İmece kültürü, bizim coğrafyamızda halkın kaynaşmasında, birlik ve beraberliğin sağlanmasında, yardımlaşmada, kederi ve sevinci paylaşmada hep vesile olmuştur. Köyün bir sorunu giderilmeye karar verilmişse, köyde bulunan herkesin işleri el birliği ile yapmasıdır. Atasözümüzde de var: “Bir elin nesi var, iki elin sesi var.”
Sadece köyde değil, mahallede, apartman komşuları arasında da imece yapılır. Çocukluğumda köydeki iş birliğine (adının imece olduğunu sonra öğrendim) şaşar kalırdım, hoşuma giderdi.
Okullar açılacağı hafta şehre gelme hazırlıkları başlardı. Kadın erkek toplanır, bulgur kaynatmaya başlarlardı. Belirli yerlere ocaklar kurulur, üzerinde kocaman bakır kazanlar. Buğdaylar doldurulur, fokur fokur kaynamaya başlayan kazanları takip ederdik. Hangi kazanın buğdayı piştiyse, tertemiz kocaman bezlere serilince hemen koşar, sıcak sıcak yerdik, hediği. (Kaç ev imece yapacaksa, o evlerden bezler de getirilirdi.)
...teyze, — Annemin selamı var, akşama bize kuskus yapmaya gelecekmişsiniz, varsa büyük leğeninizle.
...teyze, — Annemin selamı var, akşama bize pekmez çalmaya bekliyor, varsa leğeninizle. (Leğene konulan pekmezin içine bir şey koyup ellerle sürekli şapır şapır yaparak beyazlanana ve muhallebi kıvamına gelene kadar devam edilen işlemin adı.)
Mahallede, apartmanda da imece usulü işler yapılırdı. Kalabalık misafiri gelecek olanlar, mantıyı birlikte kapatırlardı. Yaprak sarması da yine öyle. Hiçbir komşu emeğini esirgemez, yardıma çağrılmazsa gönül koyardı.
Yine güzel geleneklerimizden biri de “Bağ Bozumu.” Bağda olgunlaşan üzümlerin hasat edilmesi, Anadolu’nun en önemli sosyo-kültürel etkinliklerinden biridir.
Bağ bozumundan sonra kalan üzümlerin, isteyenler tarafından serbest toplanmasına “Başaklama” denir. Başaklama, konu komşunun, mahallelinin, özellikle çocukların göz hakkını alması için konmuş bir gelenektir.
Bağ bozumu zamanı gelince içim içime sığmaz.
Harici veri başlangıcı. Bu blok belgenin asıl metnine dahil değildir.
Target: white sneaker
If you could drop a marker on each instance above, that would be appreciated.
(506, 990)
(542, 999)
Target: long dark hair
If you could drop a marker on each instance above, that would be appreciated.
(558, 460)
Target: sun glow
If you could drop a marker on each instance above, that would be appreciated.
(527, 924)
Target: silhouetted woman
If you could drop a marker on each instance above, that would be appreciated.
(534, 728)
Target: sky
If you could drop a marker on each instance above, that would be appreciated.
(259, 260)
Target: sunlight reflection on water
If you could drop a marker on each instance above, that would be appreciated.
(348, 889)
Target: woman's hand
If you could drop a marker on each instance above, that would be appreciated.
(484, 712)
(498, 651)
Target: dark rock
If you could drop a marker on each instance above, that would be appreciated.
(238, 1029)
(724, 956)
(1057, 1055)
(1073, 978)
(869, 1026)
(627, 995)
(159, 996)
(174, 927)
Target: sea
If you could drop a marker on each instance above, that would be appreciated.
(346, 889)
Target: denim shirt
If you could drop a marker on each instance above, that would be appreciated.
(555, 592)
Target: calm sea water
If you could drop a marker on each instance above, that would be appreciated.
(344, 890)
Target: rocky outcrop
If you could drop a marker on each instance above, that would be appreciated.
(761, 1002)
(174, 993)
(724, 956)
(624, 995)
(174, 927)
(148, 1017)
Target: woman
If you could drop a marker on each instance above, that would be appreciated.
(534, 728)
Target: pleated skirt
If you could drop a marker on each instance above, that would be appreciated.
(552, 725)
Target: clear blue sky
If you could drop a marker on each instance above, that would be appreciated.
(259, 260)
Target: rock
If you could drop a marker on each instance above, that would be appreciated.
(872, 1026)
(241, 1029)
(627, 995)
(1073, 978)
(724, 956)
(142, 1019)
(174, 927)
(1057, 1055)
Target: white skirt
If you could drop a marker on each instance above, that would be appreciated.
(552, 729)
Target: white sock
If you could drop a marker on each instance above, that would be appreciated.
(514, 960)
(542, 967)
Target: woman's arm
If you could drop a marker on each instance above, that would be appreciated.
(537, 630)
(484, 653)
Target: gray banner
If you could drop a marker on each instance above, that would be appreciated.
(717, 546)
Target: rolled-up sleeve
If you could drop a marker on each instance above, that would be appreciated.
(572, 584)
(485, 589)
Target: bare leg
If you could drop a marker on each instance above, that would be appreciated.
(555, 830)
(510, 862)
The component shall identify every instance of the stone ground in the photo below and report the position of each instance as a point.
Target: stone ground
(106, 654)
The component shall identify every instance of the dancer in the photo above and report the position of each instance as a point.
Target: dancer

Çocukluğumda yaptığımız başaklamayı özlerim. Nerede bir bağ görsem, gözüm düşer, içine girmek için kendimi zor tutarım. Yaprakların arasına gizlenmiş, yarısını arı yemiş, yarısı hafif kurumuş üzüm salkımları benim hazinelerimdi. Arıların vızırdadığı, sarı yaprakların arasındaki küçük büyük üzümler, mutluluğumun resmiydi. En pahalı, en güzel üzümü verseler istemem. İlle de bağda kopardığım hasarlı salkımlar...
Yıl içinde doğadaki değişiklikler, tarih boyunca tüm halk tarafından tören, şenlik ve bayramlarla kutlanmıştır.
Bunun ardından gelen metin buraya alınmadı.